Government and Politics

Government and Politics Government and Politics

The city of Houston has a strong mayoral form of municipal government. Houston is a home rule city and all municipal elections in the state of Texas are nonpartisan. The City’s elected officials are the mayor, city controller and 16 members of the city council. The current mayor of Houston is Annise Parker, a Democrat elected on a nonpartisan ballot whose second term in office will expire at the end of 2013. Houston’s mayor serves as the city’s chief administrator, executive officer, and official representative, and is responsible for the general management of the city and for seeing that all laws and ordinances are enforced.

The original city council line-up of 14 members (nine district-based and five at-large positions) was based on a U.S. Justice Department mandate which took effect in 1979. At-large council members represent the entire city. Under the city charter, once the population in the city limits exceeded 2.1 million residents, two additional districts were to be added. The City of Houston’s official 2010 census count was 600 shy of the required number; however, as the city was expected to grow beyond 2.1 million shortly thereafter, the two additional districts were added and the positions filled during the August 2011 elections. The districts are labeled A through K while the at-large positions are numbered 1 through 5.

The city controller is elected independently of the mayor and council. The controller’s duties are to certify available funds prior to committing such funds and processing disbursements. The city’s fiscal year begins on July 1 and ends on June 30. Ronald Green is the city controller, serving his first term as of January 2010.

As the result of a 1991 referendum in Houston, a mayor is elected for a two-year term, and can be elected to as many as three consecutive terms. The term limits were spearheaded by conservative political activist Clymer Wright. The city controller and city council members are also subject to the same two-year, three-term limitations.

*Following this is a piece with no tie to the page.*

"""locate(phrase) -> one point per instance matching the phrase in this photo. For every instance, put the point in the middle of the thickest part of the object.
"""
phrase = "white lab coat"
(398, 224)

Houston is considered to be a politically divided city whose balance of power often sways between Republicans and Democrats. Much of the city’s wealthier areas vote Republican, while the city’s middle class, working class, and minority areas vote Democratic. According to the 2005 Houston Area Survey, 68 percent of non-Hispanic whites in Harris County are declared or favor Republicans while 89 percent of non-Hispanic blacks in the area are declared or favor Democrats. About 62 percent Hispanics (of any race) in the area are declared or favor Democrats. The city has often been known to be the most politically diverse city in Texas, a state known for being generally conservative. As a result the city is often a contested area in statewide elections. In 2010, Houston became the first US city with a population over 1 million to elect a gay mayor, by appointing Annise Parker.